I've thought of something else related to this - I see that
the API allows a value to be mutable after a call to 
addState or getState

ie if the value is changed after the call to addState, but before 
the release, is the new value the one persisted/replicated/etc.

This is mostly good - except that it will make it very
difficult to have an efficient implementation.  Many
current web clustering solutions work with the convention
that unless setAttribute is called, then state is not
persisted/replicated/etc.  They effectively make setAttribute
pass by value.

The reason for this is that most seasons are read mostly
and most requests will just do the equivalent of:

        SessionLocation location = locator.getSessionLocation(id);
        Session session = location.getSession();
        Map state = (Map) session.getState("web:/context");
        Object value=state.get(name);
        session.release();

But the session impl will not know if any modification has
been done between the getState and the session.release(). So
on every release, the entire session must be compared to a saved
version of it's previous value and if differences are found then
the session is persisted/replicated/etc.

So this API cannot support the conventional solution of
using HttpSession.setAttribute to signal a modificaton.

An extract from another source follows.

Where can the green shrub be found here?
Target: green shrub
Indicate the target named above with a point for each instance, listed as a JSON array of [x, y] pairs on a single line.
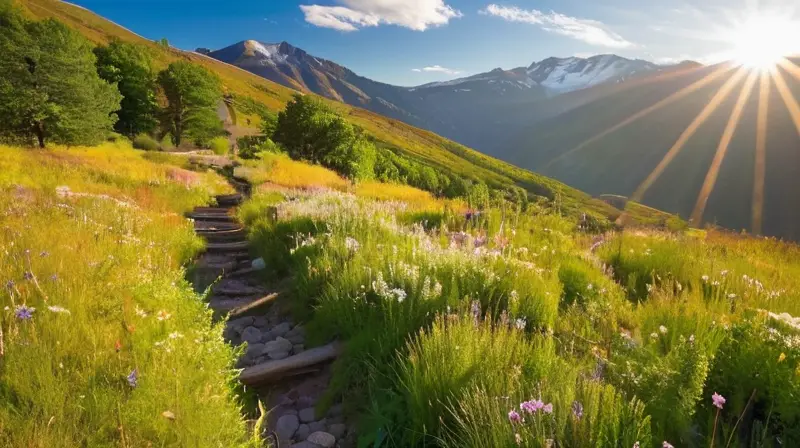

If the API had an acquire(boolean forUpdate) method, then
this signalling could be done.

Also, it will be difficult to implement an incremental 
implementation that just persists/replicates the one attribute 
that has been changed, as the deep structure hides access to
individual attributes.





>> Policy
>> ======

I'll answer policy in a separate email.


>> positive suggestions is if I try to use the jetty6 module to
>> implement a session manager based on this API and then make changes
>> to make it work.
> 
> I would prefer that we discuss the API changes first.  There are many 
> uses for this API and I want to keep them simple and avoid making  them
> to servlet centric.  

Sure - I'm just saying that instead of trying to design perfection
in a vacuum, I'll start writing a session manager that uses the API
and that will help find problems and try alternate solutions.

The API is close enough that the core functionality of web sessions is
going to work, so it is worth starting using it I think.